When I went into Pat’s bedroom he was lying on his bed, fully clothed, quietly sobbing. I sat him up, dried his eyes and helped him into his pyjamas. He was fading fast – eyes half-closed, mouth all puffy, head nodding like a little dashboard dog – so an early night wouldn’t do him any harm. But I didn’t want him to fall asleep hating my guts.
‘I know I’m not a very good cook, Pat. Not like Granny or Mummy. But I’m going to try harder, okay?’
‘Daddies can’t cook.’
‘That’s not true at all.’
‘You can’t cook.’
‘Well, that’s true. This daddy can’t cook. But there are lots of men who are great cooks – famous chefs in fancy restaurants. And ordinary men, too. Men who live alone. Daddies with little boys and girls. I’m going to try to be like them, okay? I’m going to try to cook you good things that you enjoy. Okay, darling?’
He turned his head away, sniffing with disbelief at something so outrageously unlikely. I knew how he felt. I couldn’t believe it either. I suspected we were both going to have to develop a profound love for sandwiches.
I took him to the bathroom to brush his teeth, and when we came back I managed to get a reluctant goodnight kiss out of him. But he wasn’t really interested in making up. Telling myself that he would have forgotten all about my rotten carrots by the morning, I tucked him in and turned out his light.
I went back to the living room and flopped on the sofa, knowing that I needed to get back to work. A bank statement had arrived that morning. I didn’t have the heart to open it.
They had sacked me the modern way – by letting my contract run out and bunging me just one month’s salary. It was already gone.
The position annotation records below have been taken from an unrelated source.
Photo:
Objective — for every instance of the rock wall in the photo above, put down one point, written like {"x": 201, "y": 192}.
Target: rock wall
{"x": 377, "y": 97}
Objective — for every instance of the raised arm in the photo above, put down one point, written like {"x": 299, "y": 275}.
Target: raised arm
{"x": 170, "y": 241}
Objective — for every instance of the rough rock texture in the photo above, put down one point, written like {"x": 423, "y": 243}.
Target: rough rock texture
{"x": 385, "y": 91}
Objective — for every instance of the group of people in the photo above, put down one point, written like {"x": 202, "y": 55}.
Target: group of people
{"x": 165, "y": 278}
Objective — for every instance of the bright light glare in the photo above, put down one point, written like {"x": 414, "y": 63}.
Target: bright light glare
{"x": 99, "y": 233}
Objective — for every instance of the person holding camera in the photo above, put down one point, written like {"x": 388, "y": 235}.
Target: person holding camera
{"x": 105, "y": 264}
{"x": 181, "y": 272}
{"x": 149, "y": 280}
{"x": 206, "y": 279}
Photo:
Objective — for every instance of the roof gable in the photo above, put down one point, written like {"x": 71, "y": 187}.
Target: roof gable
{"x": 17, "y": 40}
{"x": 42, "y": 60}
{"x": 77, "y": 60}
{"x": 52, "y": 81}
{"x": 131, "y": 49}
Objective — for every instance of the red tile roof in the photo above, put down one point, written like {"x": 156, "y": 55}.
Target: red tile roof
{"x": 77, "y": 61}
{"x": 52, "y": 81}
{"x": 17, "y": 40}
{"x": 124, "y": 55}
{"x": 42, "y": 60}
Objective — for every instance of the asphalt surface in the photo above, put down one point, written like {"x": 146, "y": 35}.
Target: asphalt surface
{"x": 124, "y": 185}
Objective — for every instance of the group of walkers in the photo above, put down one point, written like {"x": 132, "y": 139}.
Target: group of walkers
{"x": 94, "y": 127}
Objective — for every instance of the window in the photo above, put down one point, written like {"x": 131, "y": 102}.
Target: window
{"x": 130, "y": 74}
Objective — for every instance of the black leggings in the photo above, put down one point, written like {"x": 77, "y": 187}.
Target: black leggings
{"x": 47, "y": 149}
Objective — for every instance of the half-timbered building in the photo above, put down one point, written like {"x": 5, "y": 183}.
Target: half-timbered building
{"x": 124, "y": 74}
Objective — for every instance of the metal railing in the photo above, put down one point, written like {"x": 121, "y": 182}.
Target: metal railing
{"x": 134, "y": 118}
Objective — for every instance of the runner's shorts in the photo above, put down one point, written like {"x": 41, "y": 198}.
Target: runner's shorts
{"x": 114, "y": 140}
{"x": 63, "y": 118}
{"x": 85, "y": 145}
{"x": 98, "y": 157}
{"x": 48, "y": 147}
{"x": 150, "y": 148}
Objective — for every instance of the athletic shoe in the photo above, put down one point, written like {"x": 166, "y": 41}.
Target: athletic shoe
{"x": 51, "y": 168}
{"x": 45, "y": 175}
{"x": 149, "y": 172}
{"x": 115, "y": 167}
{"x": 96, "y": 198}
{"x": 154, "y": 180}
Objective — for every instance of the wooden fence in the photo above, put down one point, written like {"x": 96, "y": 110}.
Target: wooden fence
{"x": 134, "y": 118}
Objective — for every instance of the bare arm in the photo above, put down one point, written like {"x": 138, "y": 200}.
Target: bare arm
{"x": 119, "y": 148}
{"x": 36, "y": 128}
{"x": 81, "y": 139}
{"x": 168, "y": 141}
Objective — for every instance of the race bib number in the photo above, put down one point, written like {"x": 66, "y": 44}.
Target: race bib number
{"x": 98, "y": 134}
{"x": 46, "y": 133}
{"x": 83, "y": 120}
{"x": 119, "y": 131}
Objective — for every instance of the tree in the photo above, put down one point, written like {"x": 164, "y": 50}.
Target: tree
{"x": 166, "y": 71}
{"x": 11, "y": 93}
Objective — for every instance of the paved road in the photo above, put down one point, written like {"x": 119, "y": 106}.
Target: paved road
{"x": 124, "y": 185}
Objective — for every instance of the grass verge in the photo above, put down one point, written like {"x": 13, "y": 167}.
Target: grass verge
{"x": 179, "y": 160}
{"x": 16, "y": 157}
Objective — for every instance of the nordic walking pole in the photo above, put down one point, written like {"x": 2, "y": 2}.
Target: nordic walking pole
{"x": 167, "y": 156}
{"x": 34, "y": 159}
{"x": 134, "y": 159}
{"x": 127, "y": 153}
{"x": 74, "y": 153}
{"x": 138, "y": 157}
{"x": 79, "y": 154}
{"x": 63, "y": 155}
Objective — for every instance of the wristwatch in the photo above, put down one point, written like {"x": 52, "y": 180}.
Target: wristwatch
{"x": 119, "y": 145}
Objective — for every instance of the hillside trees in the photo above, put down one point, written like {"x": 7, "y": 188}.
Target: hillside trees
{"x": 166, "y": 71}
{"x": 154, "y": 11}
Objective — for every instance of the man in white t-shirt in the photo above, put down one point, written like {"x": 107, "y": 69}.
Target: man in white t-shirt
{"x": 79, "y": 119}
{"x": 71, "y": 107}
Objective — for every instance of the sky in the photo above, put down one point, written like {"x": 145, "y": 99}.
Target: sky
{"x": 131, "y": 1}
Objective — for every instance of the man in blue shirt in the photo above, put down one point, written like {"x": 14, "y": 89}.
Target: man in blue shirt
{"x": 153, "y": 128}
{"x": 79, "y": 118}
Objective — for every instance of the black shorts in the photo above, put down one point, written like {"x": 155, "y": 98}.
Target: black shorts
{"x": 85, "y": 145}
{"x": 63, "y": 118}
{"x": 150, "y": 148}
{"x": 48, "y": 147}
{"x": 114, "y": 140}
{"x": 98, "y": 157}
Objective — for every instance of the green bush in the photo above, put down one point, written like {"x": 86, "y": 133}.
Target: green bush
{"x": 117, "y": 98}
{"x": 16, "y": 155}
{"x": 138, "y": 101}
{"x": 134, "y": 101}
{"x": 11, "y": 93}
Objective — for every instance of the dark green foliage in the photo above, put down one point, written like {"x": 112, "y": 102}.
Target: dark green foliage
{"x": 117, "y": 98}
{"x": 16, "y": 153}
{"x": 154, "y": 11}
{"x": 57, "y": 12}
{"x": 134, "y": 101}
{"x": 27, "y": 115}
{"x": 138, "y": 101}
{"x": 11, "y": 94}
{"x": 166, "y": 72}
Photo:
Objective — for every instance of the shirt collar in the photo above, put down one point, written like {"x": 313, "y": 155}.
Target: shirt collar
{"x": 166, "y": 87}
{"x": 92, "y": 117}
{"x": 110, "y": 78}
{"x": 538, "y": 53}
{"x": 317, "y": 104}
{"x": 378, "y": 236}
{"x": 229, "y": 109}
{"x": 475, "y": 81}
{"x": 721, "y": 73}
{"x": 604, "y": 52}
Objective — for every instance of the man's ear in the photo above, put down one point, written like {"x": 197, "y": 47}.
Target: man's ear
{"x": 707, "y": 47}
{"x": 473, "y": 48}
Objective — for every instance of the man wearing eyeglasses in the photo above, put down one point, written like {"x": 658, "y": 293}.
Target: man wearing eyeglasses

So I needed to get back to work because we were desperate for money. But I also needed to get back to work because it was the only thing in this world that I was any good at.
I picked up a trade paper and turned to the situations vacant, circling production jobs in radio and TV which looked promising. But after a few minutes of half-hearted job hunting I laid the paper to one side, rubbing my eyes. I was too tired to think about it right now.
The Empire Strikes Back was still running on the video – a battle between the forces of good and evil in the snow of some faraway planet. Even though this stuff was a constant background noise in our lives and sometimes made me feel like I was losing my mind, I was just too exhausted to turn it off.
The action switched from the frozen wasteland to some dark, bubbling swamp where the wise old master was lecturing Luke Skywalker on his destiny. And I suddenly realised how many father figures Luke has, father figures who seem to cover the waterfront of parental possibilities.
There’s Yoda, the wrinkled elder who has good advice coming out of his pointy green ears. And then there’s Obi-Wan Kenobi, who combines homespun homilies with some old-fashioned tough love.
And finally there’s Darth Vader, the Dark Lord of the Sith, who is probably more in keeping with the spirit of our time – an absent father, a neglectful dad, a selfish old man who puts his own wishes – in Mr Vader’s case, a desire to conquer the universe – before any parental responsibility.
My old man was definitely the Obi-Wan Kenobi type. And that’s the kind of father I wanted to be too.
But I fell asleep on the sofa surrounded by the situations vacant, suspecting that I would always be a lot more like the man in the black hat, a father with not enough patience, not enough time, forever lost to the dark side.